Il ruolo delle Ong e la bomba demografica subsahariana
Il numero di arrivi via mare non si accompagna a una diminuzione del rischio della traversata. L’Organizzazione mondiale per le migrazioni ha messo in evidenza come, fra gennaio e marzo, l’incidenza di questo rischio sia quasi raddoppiato rispetto allo stesso periodo del 2017.
Al netto delle situazioni di conflitto, il fattore più eclatante che non sarà possibile ignorare è la crescita della popolazione nell’Africa subsahariana, che fra il 1990 e il 2017 è raddoppiata da 500 milioni a un miliardo di persone (entro il 2050 la Nigeria sarà il terzo paese più popoloso al mondo).

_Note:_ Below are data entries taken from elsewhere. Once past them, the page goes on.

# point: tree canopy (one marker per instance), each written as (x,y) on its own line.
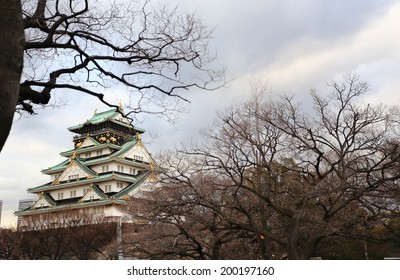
(89,46)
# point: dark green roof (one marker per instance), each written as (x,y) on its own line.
(101,117)
(99,178)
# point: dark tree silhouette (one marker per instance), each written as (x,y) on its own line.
(151,52)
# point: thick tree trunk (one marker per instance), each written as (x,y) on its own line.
(12,40)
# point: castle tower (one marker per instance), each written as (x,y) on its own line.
(107,165)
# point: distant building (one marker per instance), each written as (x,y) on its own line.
(107,165)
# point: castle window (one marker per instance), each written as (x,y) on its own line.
(104,168)
(107,188)
(138,158)
(120,168)
(73,177)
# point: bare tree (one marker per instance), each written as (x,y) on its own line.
(9,244)
(293,179)
(150,52)
(11,49)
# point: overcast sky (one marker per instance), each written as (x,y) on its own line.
(294,45)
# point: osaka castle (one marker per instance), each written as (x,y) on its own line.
(107,166)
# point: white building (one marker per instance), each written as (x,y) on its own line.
(107,165)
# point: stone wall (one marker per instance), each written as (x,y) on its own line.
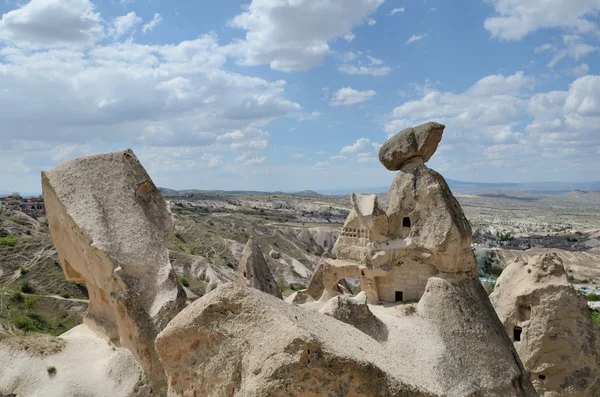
(410,278)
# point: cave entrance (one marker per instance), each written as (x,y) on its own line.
(399,296)
(517,334)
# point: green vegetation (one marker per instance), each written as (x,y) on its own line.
(184,281)
(488,264)
(595,316)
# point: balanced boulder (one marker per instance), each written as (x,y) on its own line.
(420,141)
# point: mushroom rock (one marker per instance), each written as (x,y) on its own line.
(550,325)
(415,142)
(254,272)
(110,225)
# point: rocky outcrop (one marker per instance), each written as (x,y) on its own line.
(237,341)
(325,240)
(421,141)
(109,225)
(354,310)
(551,327)
(254,272)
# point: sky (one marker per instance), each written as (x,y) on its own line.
(300,94)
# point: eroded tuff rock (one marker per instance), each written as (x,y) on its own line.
(236,341)
(421,141)
(354,310)
(254,272)
(109,225)
(551,327)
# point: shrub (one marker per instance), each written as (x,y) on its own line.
(25,288)
(184,281)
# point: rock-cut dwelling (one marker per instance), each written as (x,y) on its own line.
(422,233)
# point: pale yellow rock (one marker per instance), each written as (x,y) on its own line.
(254,272)
(109,225)
(239,342)
(558,341)
(421,141)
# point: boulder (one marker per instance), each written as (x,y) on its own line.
(551,327)
(354,310)
(237,341)
(110,225)
(420,141)
(254,272)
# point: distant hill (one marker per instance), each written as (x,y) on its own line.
(461,187)
(195,193)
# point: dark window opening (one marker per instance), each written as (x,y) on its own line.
(399,296)
(517,334)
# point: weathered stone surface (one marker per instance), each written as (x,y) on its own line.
(325,240)
(421,141)
(354,310)
(437,222)
(109,225)
(254,272)
(559,342)
(237,342)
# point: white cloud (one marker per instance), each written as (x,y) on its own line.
(373,66)
(362,151)
(348,96)
(312,116)
(415,37)
(396,11)
(517,18)
(574,47)
(149,27)
(295,35)
(255,161)
(52,23)
(125,24)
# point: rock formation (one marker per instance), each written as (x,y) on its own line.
(552,330)
(354,310)
(423,232)
(237,341)
(109,225)
(254,272)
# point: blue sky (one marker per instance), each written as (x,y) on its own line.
(300,94)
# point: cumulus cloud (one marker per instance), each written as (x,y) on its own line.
(371,66)
(396,11)
(348,96)
(516,19)
(149,27)
(125,24)
(415,37)
(52,23)
(362,151)
(295,35)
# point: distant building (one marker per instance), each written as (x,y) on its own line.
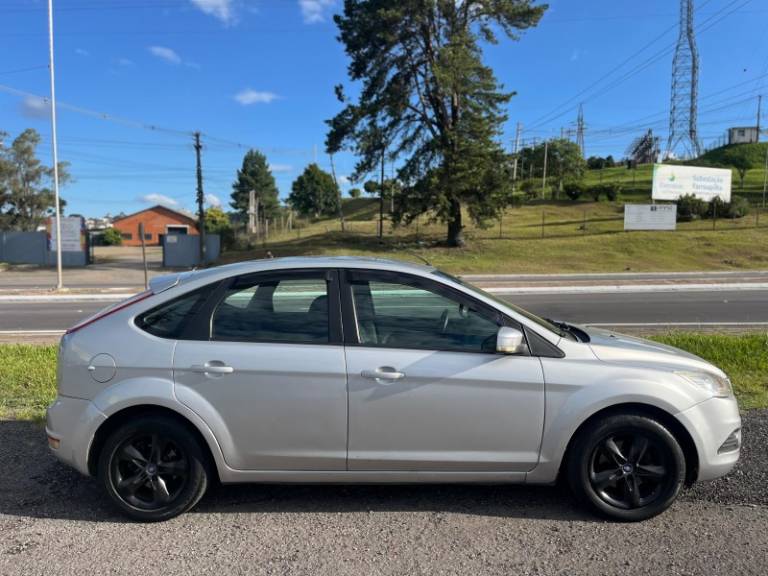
(158,220)
(743,135)
(99,224)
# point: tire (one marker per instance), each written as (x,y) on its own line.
(153,468)
(626,467)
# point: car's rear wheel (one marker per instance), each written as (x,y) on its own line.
(626,466)
(153,469)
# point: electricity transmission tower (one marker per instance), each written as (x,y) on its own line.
(683,131)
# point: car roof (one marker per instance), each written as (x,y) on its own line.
(294,262)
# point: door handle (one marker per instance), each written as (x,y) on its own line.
(383,373)
(213,367)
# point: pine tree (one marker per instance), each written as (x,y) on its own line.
(26,184)
(314,193)
(255,175)
(427,97)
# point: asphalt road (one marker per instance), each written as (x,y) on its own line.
(54,521)
(611,309)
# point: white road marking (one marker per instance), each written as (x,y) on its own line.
(631,288)
(662,324)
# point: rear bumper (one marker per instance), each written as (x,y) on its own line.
(715,426)
(70,425)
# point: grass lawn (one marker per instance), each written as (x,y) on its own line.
(28,378)
(518,247)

Nel frattempo sono anche mutate le rotte di migrazione: se vent’anni fa meno del 10 per cento della popolazione si spostava al di fuori dell’Africa subsahariana, oggi la quota di chi lascia la regione supera il 40 per cento. Fra questi, dal 1990 al 2017, il 25 per cento dei migranti subsahariani ha raggiunto l’Europa (dati del Pew research center). Se ricordiamo che le Nazioni Unite prevedono una crescita costante della popolazione in quell’area fino a raggiungere i 2,2 miliardi nel 2050 e ipotizziamo che resti invariata la tendenza a migrare, il numero di cittadini internazionali provenienti dall’Africa Subsahariana crescerebbe da 24 a 54 milioni e solo in Europa aumenterebbe di altri 7,5 milioni di persone.